Why I Treat AI Coding Agents Like They're Already in a Cave: Lessons in Risk Management
Picture this: you're 1,200 feet into a cave in Florida, silt has reduced visibility to zero, and your rebreather is purring along perfectly — except you can't see the display. So you bail out to your backup system. Your gas consumption doesn't just double. It quadruples. You drain a tank in ten minutes that should have lasted an hour. You have another tank with 1,400 psi sitting untouched on your back. You're running out of air.
This isn't a hypothetical. It happened. And if you're working with AI coding agents in any serious capacity, this story should make your palms sweat for reasons that have nothing to do with caves.

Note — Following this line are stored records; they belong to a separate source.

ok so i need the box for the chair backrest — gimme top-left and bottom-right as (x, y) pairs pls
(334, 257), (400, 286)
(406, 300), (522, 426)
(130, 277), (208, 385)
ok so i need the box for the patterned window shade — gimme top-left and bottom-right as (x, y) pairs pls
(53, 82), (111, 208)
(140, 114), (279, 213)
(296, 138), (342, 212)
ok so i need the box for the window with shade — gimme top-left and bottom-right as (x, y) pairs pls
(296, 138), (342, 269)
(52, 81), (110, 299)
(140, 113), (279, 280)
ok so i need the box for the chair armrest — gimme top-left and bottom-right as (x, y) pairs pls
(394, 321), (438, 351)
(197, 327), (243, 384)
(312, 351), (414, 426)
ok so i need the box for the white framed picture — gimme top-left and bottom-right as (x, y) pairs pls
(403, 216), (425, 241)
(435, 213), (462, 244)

The Nine-Second Catastrophe
In April, an AI agent deleted a company's production database in nine seconds. Careful prompts. Good intentions. All the context in the world.
Nine seconds.
If that sentence doesn't concern you, you're not paying attention. If it does concern you, grab a seat — because the people who've been thinking about high-stakes risk the longest have something to teach us.
The Dive Between Worlds
I manage engineering teams and spend too much time in caves for someone who builds software for a living. A few months back, I gave a talk that put both in the same sentence. The response was unexpected: folks who thought about AI agents every day were genuinely hungry for the risk framework that technical diving has spent decades building. Not because they're paranoid. Because they recognize the pattern.
Here it is: the failure mode arrives before the failure does.
Divers figured this out fifty years ago. Software is learning it now.
What the Dead Teach You
In technical diving, a core part of training is studying accident reports. Real names. Real caves. What aligned that morning to produce the outcome.
It's uncomfortable. You're learning from people who died.
But it's the only honest path to understanding that risk isn't abstract. It's a specific person, in a specific sump, on a specific day, with a specific team. The difference between theory and reality hits differently when you're reading about someone's last dive.
But the accident reports only tell you what failed. For understanding why, you need human factors. You need books like Under Pressure by Gareth Lock, which applies the Swiss-cheese model to diving fatalities. Sidney Dekker's Understanding 'Human Error' makes clear that most catastrophic mistakes aren't malice or laziness — they're systems that were designed in ways that invited the error in.
The dead tell you what broke. Human factors tell you what conditions made the break likely.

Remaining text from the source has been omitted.